楽しみな反面、何故か少しだけ緊張している自分に動揺を隠しきれやしない。


自分の気を紛らすため、ファッション雑誌を意味もなく捲ったり、また戻したりと内容が頭に入ってくるわけもないので、僕は適当に目に入った旅行雑誌を手に取った。


その何となく手に取っただけの旅行雑誌のページを捲り、さらに捲っていくと、僕はずっと勘違いしていたことが判明される。


え!!!マジで?!

日本地図にあまり詳しくない僕にとって、それは衝撃的で驚愕な知らせだった。



何で……こんなところに沖縄県が!?



ずっと島根県の上にある島が沖縄県だと思っていただけあって、今正しい位置を知るとなんだか恥ずかしい。


え?!

じゃあ……天気予報で見る沖縄県は嘘だったのか!!


たまたま開いた旅行雑誌に記されている地図で、初めて九州の下に沖縄県があるのだと気付かされ僕は困惑していた。

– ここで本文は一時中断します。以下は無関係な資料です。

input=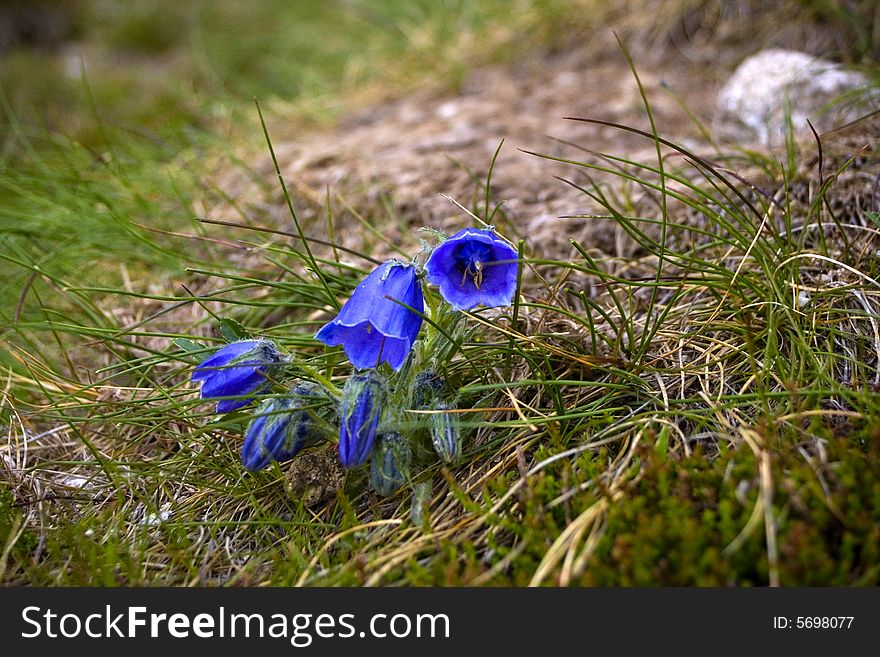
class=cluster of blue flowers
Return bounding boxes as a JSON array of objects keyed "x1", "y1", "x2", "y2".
[{"x1": 192, "y1": 228, "x2": 519, "y2": 495}]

そんな僕が羞恥に浸り、緊張していたことなんて忘れていると、ガラス張りの窓からコンコンと叩く音が聞こえてくる。



僕は窓が鳴る方へ目を向けると、夏実がこちらに向かって何やら言っていた。


おそらく口許の動きから推測し、「来たよ」と言っていたに違いないけど、そんなこと正直どうだっていい。

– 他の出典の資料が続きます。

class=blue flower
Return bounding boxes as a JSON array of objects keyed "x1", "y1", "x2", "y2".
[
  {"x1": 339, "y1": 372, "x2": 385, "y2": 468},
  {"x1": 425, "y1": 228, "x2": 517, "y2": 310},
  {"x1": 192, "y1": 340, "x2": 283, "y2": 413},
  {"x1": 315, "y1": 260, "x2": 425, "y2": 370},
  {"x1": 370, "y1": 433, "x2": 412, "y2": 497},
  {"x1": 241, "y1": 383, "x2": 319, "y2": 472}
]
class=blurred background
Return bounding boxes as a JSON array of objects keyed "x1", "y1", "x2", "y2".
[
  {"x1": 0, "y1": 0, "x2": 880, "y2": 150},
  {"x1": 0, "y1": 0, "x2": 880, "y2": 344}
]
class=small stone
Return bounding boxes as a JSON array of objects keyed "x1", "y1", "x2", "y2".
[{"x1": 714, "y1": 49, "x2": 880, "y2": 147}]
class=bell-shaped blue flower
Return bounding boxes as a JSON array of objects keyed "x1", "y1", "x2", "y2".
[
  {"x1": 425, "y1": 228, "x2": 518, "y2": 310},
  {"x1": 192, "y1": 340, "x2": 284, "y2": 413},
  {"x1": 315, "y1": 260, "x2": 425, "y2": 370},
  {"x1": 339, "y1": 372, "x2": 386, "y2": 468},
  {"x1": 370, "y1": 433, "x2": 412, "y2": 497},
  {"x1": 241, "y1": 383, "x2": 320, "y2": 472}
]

なんせ初めて見る夏実の服装や顔立ちに僕は時間を忘れて、その場から目を離すことができないでいたのだから。



なんか学校とは雰囲気が違って、

なんていうか透明感があって色っぽい感じ?(本当に夏実なのか?《二度見》)


僕は普段通りな感じで振る舞おうと、何も悟られないように表情を変えずコンビニから出て行った。